The only remarkable Druidical relic is Arthur's stone, in the parish of Dorstone; British intrenchments are numerous. Two Roman towns are supposed by the most respectable authorities to have been situated within the limits of modern Herefordshire, namely Ariconium and Magna. With respect to their situations, the most probable opinion is that of Horsley, that Magna was at Kenchester, where the circumvallation may still be traced, and Ariconium near Ross, in the parish of Weston-sub-Penyard, where the extent and limits are discernible by the dark appearance of the soil, which is strikingly different from all around it, and where Roman coins have been occasionally found. Of the four Roman military roads in Britain, only that called Watling-street intersects this county.
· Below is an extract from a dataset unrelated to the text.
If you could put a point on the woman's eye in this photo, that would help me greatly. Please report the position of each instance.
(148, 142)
It enters from Worcestershire, across the river Teme, at Leintwardine, and passing by Wigmore, Mortimer's Cross, Stretford, Kenchester, Kingstone, Dore-Abbey, and Longtown, quits for Monmouthshire at a short distance beyond the latter place; the most perfect remains are on Four-ways common, near Madley, where it crosses the turnpikeroad from Hereford. A vicinal way may also be traced in a great part of its course, entering from Worcester, and passing by Frome-hill, Stretton-Grandsome, Luggbridge, Holmer, and Stretton-Sugwas, to Kenchester. There were 21 religious houses in the county, the principal remains of which are at Dore and Wigmore. The castles were numerous: the chief remains are those of Brampton-Bryan, Clifford, Huntington, Goodrich, Kilpec, Longtown, Lyonshall, Wigmore, and Wilton Castles. Several petrifying or encrusting springs exist in such hilly parts as consist of argillaceous marl upon limestone.
Transcribed from A Topographical Dictionary of England, by Samuel Lewis, seventh edition, published 1858.